The Byrd Rule

August 16, 2010 Tagged with: politics

Why Are the Bush Tax Cuts Expiring in the First Place?: Here’s why Bush’s tax cuts are set to expire – the income tax cuts and the estate tax cuts.

If Republicans love their tax cuts so much, why didn’t they enact them for perpetuity? Because they didn’t have enough votes, thanks to an obscure parliamentary rule known as the Byrd Rule.

The Byrd Rule, first adopted in 1985 and named for the late Robert C. Byrd, allows senators during the reconciliation process to block a piece of legislation if it significantly increases the federal deficit more than 10 years in the future.

Any senator can raise a procedural objection to legislation that does affect the deficit more than a decade out. If the objection is sustained, whatever provision is at fault for raising the deficit 10 years out is eliminated from the legislation, unless a 60-vote majority says otherwise.

The paradox here is clear. Conservatives constantly champion supply-side and trickle-down economics. But if they gave in to the Byrd Rule, they must have been conceding the fact that the tax cuts were going to have a negative effect on the deficit in 10 years. (Or they’ll just chalk it up to meaningless politically maneuvering to get their desired legislation passed.)

For the record – and before I get jumped on by someone on the Right – I do absolutely believe that tax cuts stimulate the economy. But they can’t “just” stimulate the economy – they have to do so to such a degree that they generate enough new taxable revenue to offset themselves, and this is trickier.

Example: if you have a 25% tax rate, cutting $1 in taxes means that $1 cut has to generate $4 in taxable revenue in order to replace the $1 you just cut from actual tax revenue (25% of the $4 in newly-generated taxable revenue replaces the $1 we just cut from actual tax revenue). With a 90% tax rate, your $1 tax cut would have to generate just $1.10 in new revenue.
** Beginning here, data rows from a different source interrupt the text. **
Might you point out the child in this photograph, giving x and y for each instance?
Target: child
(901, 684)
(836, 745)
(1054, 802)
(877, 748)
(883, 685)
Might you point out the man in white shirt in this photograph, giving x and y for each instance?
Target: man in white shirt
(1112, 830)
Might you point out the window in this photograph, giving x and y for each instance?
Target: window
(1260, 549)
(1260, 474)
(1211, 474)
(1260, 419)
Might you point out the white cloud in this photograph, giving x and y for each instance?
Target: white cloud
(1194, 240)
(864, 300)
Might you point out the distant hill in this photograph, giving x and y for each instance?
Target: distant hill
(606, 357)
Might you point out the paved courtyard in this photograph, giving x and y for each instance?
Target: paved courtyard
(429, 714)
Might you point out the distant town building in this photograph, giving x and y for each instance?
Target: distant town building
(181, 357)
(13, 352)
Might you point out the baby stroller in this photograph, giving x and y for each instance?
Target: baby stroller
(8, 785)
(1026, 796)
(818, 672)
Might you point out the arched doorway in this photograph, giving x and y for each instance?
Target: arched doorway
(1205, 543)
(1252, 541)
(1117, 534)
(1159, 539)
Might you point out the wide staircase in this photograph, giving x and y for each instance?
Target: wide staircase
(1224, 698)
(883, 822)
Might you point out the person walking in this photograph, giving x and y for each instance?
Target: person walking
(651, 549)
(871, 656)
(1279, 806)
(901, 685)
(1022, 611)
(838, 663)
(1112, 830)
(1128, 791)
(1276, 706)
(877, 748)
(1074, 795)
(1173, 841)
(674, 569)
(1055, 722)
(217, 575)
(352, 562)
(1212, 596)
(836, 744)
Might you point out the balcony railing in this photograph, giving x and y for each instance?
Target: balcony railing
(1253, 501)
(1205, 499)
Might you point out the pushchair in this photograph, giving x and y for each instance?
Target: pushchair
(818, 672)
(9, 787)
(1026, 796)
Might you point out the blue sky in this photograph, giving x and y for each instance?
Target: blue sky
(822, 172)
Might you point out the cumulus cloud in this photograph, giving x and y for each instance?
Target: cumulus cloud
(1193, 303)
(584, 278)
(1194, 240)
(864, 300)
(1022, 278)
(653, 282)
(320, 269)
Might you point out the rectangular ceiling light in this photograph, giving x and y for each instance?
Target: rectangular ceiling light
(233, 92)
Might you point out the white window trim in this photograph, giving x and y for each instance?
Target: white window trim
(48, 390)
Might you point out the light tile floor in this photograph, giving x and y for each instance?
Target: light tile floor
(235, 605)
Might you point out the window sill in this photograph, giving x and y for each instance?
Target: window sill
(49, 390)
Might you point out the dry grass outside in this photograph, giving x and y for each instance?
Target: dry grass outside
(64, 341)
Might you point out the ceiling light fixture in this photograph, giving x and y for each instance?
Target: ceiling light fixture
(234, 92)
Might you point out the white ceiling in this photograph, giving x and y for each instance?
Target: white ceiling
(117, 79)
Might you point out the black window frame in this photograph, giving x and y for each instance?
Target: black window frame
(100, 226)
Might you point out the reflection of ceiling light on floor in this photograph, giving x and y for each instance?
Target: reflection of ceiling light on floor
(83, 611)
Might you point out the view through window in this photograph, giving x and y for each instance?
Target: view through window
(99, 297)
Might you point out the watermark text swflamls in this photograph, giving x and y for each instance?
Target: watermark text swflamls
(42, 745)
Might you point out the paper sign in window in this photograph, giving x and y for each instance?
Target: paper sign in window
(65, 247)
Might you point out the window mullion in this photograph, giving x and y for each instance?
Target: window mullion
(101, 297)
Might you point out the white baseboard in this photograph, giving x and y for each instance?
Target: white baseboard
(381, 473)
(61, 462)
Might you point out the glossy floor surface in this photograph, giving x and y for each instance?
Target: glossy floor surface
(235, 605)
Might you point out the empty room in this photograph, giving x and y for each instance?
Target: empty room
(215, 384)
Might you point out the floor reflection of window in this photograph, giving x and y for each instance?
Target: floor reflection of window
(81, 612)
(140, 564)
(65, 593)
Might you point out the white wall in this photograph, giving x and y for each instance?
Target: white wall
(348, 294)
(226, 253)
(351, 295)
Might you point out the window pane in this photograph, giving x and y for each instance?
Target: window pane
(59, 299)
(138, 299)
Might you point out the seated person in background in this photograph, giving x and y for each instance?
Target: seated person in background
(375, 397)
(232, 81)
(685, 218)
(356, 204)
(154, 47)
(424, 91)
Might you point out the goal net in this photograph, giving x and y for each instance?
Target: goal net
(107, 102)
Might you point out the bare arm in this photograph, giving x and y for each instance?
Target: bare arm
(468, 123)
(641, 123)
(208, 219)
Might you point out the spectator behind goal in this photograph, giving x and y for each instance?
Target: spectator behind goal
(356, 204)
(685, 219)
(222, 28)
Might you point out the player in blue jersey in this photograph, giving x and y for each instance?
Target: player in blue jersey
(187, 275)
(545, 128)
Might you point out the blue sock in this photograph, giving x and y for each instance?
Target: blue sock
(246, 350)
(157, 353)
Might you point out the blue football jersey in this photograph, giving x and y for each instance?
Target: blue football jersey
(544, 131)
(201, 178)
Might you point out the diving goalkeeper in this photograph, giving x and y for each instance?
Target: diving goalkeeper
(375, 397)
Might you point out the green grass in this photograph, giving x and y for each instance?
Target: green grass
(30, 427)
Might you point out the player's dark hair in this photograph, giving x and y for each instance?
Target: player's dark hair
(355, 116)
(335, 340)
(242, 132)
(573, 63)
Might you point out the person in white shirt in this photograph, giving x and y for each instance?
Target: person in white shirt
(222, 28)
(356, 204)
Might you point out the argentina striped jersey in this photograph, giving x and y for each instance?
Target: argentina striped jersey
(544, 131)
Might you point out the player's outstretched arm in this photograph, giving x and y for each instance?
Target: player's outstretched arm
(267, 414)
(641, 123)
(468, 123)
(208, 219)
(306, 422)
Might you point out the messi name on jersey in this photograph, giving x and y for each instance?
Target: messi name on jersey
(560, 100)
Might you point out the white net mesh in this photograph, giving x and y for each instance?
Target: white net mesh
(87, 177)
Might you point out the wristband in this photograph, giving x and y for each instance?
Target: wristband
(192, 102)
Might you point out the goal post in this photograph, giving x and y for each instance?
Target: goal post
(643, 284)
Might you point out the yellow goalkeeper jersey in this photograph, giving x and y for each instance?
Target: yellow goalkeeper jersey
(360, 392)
So, do tax cuts stimulate the economy that much? At our current tax level, I personally doubt it, but I don’t know for sure. Furthermore, I don’t think anyone can know for sure because getting an exact measurement on the effect of a tax cut is next to impossible, given all the other things going on in the economy at any given time (for instance, inflation and population growth alone will roughly double our GDP every decade).

In the end, everyone is just guessing. They all trot out their pet reasons, but our economy is such a massively complex moving target, that no one knows for sure.